Même un simple accord fait la différence.
Quelque chose comme :
« Ces images peuvent être utilisées par les deux parties pour le portfolio et les réseaux sociaux, mais pas pour un usage commercial sans autorisation supplémentaire. »
Cela n'a pas besoin d'être complexe.
Cela doit juste exister.
Autorisation de modèle et contrats
C'est la partie que la plupart des gens ignorent — jusqu'à ce qu'elle devienne importante.
Une autorisation de modèle est un document dans lequel le modèle donne la permission d'utiliser son image.
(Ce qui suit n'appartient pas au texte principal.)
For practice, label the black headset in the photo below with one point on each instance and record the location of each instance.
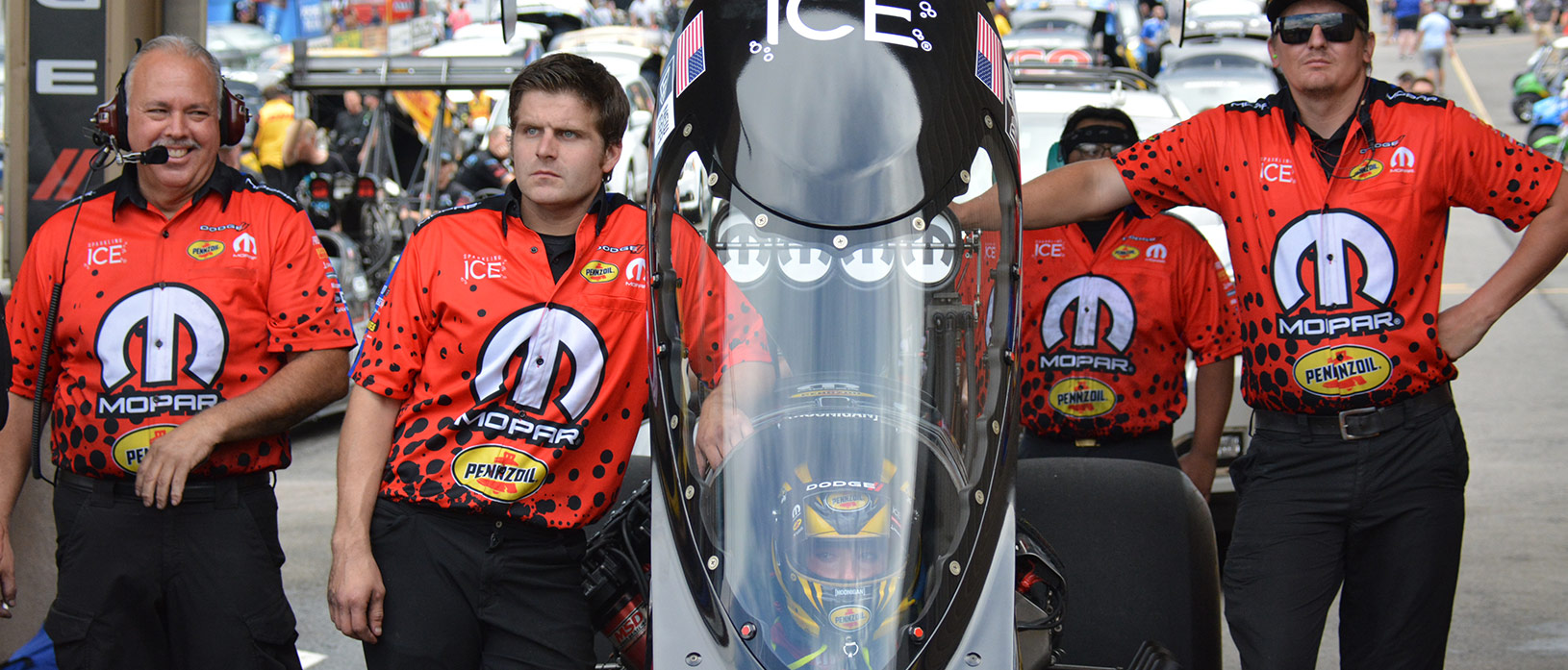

Sans cela, un photographe peut posséder la photo, mais ne peut pas légalement l'utiliser dans certains contextes — surtout commerciaux.
Ensuite, il y a les contrats.
Ils définissent l'accord complet :
- ce qui est livré
- comment les images peuvent être utilisées
- s'il y a un paiement
- ce qui se passe après le shooting
Vous n'avez pas toujours besoin de quelque chose de long ou compliqué.
Mais vous avez besoin de clarté.
Parce qu'une fois que les images existent, elles peuvent être partagées, réutilisées et détournées très rapidement.
Et à ce moment-là, il est souvent trop tard pour revenir en arrière.
Si vous voulez rester simple, vous pouvez générer des accords prêts à l'emploi ici : 👉 https://findashoot.com/en/contracts
La partie que les gens réalisent trop tard
Personne n'y pense au début.
On y pense quand quelque chose commence à compter.
Quand une photo attire l'attention. Quand une marque veut l'utiliser. Quand il y a soudainement de l'argent en jeu.
C'est là que les accords flous deviennent un problème.
Pas au début.
Plus tard.
Réflexions finales
La photographie vit entre deux mondes.
L'un est créatif, intuitif et émotionnel.
L'autre est structuré, défini et juridique.
Ignorer l'un d'eux ne le fait pas disparaître.
Cela signifie simplement que vous y ferez face plus tard.
Et généralement, plus tard est plus compliqué.
Vous n'avez pas besoin de transformer chaque shooting en un processus juridique.
Mais vous devez comprendre les bases.
À qui appartient l'image. Qui peut l'utiliser. Et comment.
Parce que le but n'est pas seulement de créer du bon travail.
C'est d'éviter les problèmes une fois que ce travail commence à compter.